Not everyone has time to read. Busy professionals want to learn while commuting, exercising, or doing chores. But finding quality audio content on niche topics is hit-or-miss, and producing it yourself takes hours.

Why AI

This combines three AI capabilities that didn't exist together before: real-time research (Perplexity), synthesis (LLM), and natural speech (TTS).
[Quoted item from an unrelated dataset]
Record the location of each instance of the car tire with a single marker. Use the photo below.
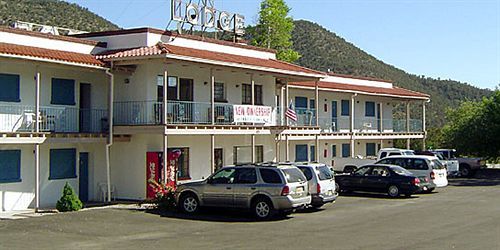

The quality gate ensures only helpful content gets converted, saving TTS costs on weak outputs.

How It Works

1
User submits topic query
2
AI Agent invokes Perplexity tool to retrieve current, cited information
3
Agent synthesizes research into audio-optimized script
4
LLM-as-judge evaluates helpfulness before proceeding
5
TTS converts approved scripts to natural speech
6
User receives quality-gated audio brief
AI Audio Summary Generator workflow diagram showing the n8n workflow with topic input, Perplexity research, AI summarization, evaluation, and OpenAI TTS output

How We Built It

Stage Technology Product Rationale
Agent OpenAI + Simple Memory Agentic architecture enables dynamic tool use; memory supports follow-up queries
Research Tool Perplexity Grounded retrieval with citations prevents hallucinated facts in audio
Evaluation n8n Eval (Helpfulness) Quality gate prevents low-value outputs from consuming TTS credits
Narration OpenAI TTS Natural voice quality critical for audio content users will actually finish
Audio Length 2-3 minute cap Allows more users and testers to try the feature without hitting API limits

Why evaluate before TTS: Audio generation is the most expensive step. An LLM-as-judge quality gate ensures only helpful summaries proceed, optimizing both cost and user experience.

What I Learned

  • 💡 To ensure content is helpful, I used n8n's evaluation node which uses an LLM-as-judge to score the output. Based on the score, the workflow decides whether to regenerate or return the result.
  • 💡 AI-generated content without real data sounds generic. Grounding the output in researched facts made the difference between content users skip and content they finish.